Я оставил ложку со шприцем и прошмыгнул в ванную комнату. В атмосфере острого рвотного запаха я закрыл перекошенную дверь и пустил воду в ванну. Толкнул дверцу аптечки над раковиной и поискал средство для успокоения своих нервов. Выбор был огромным, но большинство пузырьков оказались пустыми. Аптечка Мэри не оправдывала ожиданий. Я сунул в карман последний пузырек могадона, рассудительно решив, что после полуночи Мэри не понадобится повторно принимать лекарство.
Зеркало на дверце аптечки было старым и дешевым. Серебряное покрытие за стеклом окислилось, зеркальная поверхность покрылась черными точками, словно больной глаз. Лицо, которое отразилось в зеркале, выглядело крайне измученным. Оно исхудало, наполовину заросло щетиной, обрамилось длинными, прямыми волосами — ни темными, ни русыми. Губы распухли, в углу рта расположилась желтая припухлость, покрытая струпьями. Нос прочертили узкие черные царапины. От левой брови шел темный полукруг, он блестел и отсвечивал красным цветом. Из-под бровей глядели налитые кровью глаза. В последний раз я видел этого субъекта стоящим в роскошно обставленном номере отеля в Кадисе. На его лицо падал свет пламени заходящего солнца, а тревога, отражавшаяся на сморщенном лбу, сочеталась с оптимизмом в глазах. Господин был уверен, что проблемы, от которых он бежал, были всего лишь временными неурядицами в его жизни, что удаление от этих проблем предотвратит опасность. Он ошибся. Теперь этот побитый лоб нависал над заплывшими глазами как обваливающийся, тронутый морозом утес, разрушающийся изнутри и сохранившийся только благодаря необратимому импульсу к действиям, которым сам положил начало.

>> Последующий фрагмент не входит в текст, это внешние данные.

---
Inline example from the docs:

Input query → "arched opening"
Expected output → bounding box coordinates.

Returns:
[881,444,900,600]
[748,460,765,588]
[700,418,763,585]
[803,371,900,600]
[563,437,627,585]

Я увидел лицо убийцы и, несмотря на годы подсознательной подготовки, оказался не готовым к этому. Мне казалось, что я освоил теорию и практику: я играл в копов и грабителей, вылавливал преступников посредством холодного расчета. Я играл в войну, уничтожая десятками из пистолета воображаемых солдат противника. Затаив дыхание, я смотрел по телевизору, как стреляют в людей, как в их белых рубашках появляются отверстия от пуль величиной с монету. Позже видел в кинофильмах других людей, они падали наземь в крови, разрывах и дыму, пораженные новейшими пулями. Мне казалось, я знаю, сколько сил требуется для того, чтобы вонзить нож в спину пикетчика, сколько нужно напряжения, чтобы накинуть веревку на горло студента, как прицелиться, чтобы всадить две пули калибра сорок миллиметров в грудную клетку грабителя банка с дистанции тридцати шагов. Я читал о казнях нубийцев, видел, как Юдифь обезглавливает Олоферна, и полагал, что приобрел холодную решимость и неистовую ярость, необходимые для осуществления таких действий. Я ошибался. Искусство не оправдало ожидания смерти, так же как религия — ожидания жизни, и оставило меня не готовым ни к тому ни к другому. Возможно, это было к лучшему, подумал я, выискивая на своем лице что-либо достойное сбережения. Я представил в воображении бесконечный туннель из зеркал, в которых мог увидеть каждый день своей проходящей жизни. Мог бы поискать в моих стареющих лицах первый признак беспокойства, отслеживая связь между гневом в своих глазах и отражением пролетающей вдали бабочки. Это убийство следовало оправдать. В одном из отсеков моего мозга, свободном от лунатизма, поместился стол с единственным листом бумаги, на котором большими черными буквами было написано оправдание. При случае Кровавая Мэри предала бы меня и пожимала бы плечами, если бы я попытался попросить спасения от смерти, которую она на меня навлекла. Я находился за пределами отечества, в ином мире, где человеческие качества оценивались почти по их действительной стоимости, а дела значили больше, чем слова. Возникла дрянная ситуация, и я попал в нее, встал перед выбором: убить или быть убитым.